Could Expanding Unemployment Insurance Hurt Louisiana’s Recovery?
Last week saw the release of some of best economic news for the state of Louisiana in a long time.
According to the Department of Labor’s data for the week ending August 8, the number of Louisianans on unemployment insurance decreased by more than 53,000. This comes on the heels of a 27,000-person decrease during the previous week.
While it is important to note that the weekly initial unemployment claims increased to more than 13,000 this week and the previous week was revised up, this number remains far below the pandemic average.
Late last week, the Bureau of Labor Statistics released its state jobs report, which showed an increase in Louisiana employment by 18,800. The biggest job gains occurred in government, which had 7,400, while leisure and hospitality gained 4,700 jobs, and education and health services added 3,600. The gains in government and education are likely due to schools starting up again. The unemployment rate in Louisiana currently stands at 9.4 percent. Given that this data came from July, it’s likely the next state unemployment numbers will be much improved.
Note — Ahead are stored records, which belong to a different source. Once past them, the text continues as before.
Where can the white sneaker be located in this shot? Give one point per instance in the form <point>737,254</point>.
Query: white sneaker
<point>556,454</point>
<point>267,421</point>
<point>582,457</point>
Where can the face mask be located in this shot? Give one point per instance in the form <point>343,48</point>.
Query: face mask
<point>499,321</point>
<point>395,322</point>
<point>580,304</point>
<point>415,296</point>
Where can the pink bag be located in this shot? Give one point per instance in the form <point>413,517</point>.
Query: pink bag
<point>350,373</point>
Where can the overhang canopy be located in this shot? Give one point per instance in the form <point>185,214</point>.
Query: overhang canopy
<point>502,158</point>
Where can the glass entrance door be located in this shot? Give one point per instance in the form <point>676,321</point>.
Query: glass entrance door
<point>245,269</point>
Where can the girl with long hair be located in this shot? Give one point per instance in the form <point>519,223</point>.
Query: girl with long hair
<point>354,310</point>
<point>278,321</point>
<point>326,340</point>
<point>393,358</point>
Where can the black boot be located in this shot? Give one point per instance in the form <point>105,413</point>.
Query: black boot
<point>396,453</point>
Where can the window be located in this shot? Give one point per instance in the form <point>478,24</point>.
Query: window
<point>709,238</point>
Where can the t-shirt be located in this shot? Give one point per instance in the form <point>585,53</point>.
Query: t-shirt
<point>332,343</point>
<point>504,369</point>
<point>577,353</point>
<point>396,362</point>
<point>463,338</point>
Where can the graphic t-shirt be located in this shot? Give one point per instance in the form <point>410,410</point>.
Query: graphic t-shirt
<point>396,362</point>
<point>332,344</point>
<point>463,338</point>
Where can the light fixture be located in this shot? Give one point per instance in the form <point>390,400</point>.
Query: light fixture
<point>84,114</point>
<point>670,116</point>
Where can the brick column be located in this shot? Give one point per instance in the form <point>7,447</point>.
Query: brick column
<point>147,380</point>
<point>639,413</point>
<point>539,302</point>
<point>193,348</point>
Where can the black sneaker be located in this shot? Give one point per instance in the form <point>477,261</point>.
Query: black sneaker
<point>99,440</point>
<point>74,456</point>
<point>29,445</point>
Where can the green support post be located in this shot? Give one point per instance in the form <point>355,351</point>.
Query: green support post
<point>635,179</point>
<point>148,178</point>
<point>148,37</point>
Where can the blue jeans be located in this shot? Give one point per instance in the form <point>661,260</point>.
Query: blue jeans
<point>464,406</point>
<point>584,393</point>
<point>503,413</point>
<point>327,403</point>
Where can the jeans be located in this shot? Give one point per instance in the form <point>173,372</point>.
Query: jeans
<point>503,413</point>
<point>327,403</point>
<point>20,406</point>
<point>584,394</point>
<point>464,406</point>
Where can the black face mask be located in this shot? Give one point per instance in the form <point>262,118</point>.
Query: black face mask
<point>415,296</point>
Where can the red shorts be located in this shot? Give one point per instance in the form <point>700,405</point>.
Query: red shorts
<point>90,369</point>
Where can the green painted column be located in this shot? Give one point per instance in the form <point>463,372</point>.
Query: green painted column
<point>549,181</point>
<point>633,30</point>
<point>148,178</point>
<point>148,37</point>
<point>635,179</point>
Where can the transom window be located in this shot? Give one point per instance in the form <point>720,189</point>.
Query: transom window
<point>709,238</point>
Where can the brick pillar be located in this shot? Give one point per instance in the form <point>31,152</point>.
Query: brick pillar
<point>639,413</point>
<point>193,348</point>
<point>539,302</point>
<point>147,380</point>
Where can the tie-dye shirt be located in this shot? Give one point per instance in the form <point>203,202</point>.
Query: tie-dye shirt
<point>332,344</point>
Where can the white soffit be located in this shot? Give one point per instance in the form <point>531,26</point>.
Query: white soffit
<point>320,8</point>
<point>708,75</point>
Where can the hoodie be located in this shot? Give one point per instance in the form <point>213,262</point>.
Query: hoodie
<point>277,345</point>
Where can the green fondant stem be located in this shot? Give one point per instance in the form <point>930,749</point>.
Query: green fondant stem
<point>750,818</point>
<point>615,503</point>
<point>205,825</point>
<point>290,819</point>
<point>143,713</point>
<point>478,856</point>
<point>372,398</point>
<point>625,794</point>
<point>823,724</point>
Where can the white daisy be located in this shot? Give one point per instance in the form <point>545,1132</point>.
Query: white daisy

Given the timing of the large decrease in those on unemployment insurance, it’s difficult to believe the cause is anything other than the ending of Congress’ enhanced unemployment benefits. Because people often made more from these benefits than they did working, their incentive to return to work was minimal. Louisiana must take caution and avoid these issues, as it looks to disperse an extra $300 for those on unemployment insurance in the coming weeks.
Despite the most recent economic stats pointing in the right direction, we must remember that Louisiana still has a long way to go. Louisiana has the fifth highest insured unemployment rate at 15.9 percent, only trailing Nevada, Puerto Rico, Hawaii, and California. Louisiana leaders must continue working to pass policies that encourage the return of jobs and opportunity, such as reforming the state’s burdensome tax code and lifting regulatory hurdles for entrepreneurs.
Louisiana’s economic recovery is finally moving in the right direction, but we can’t afford to derail the progress we’ve made in recent weeks.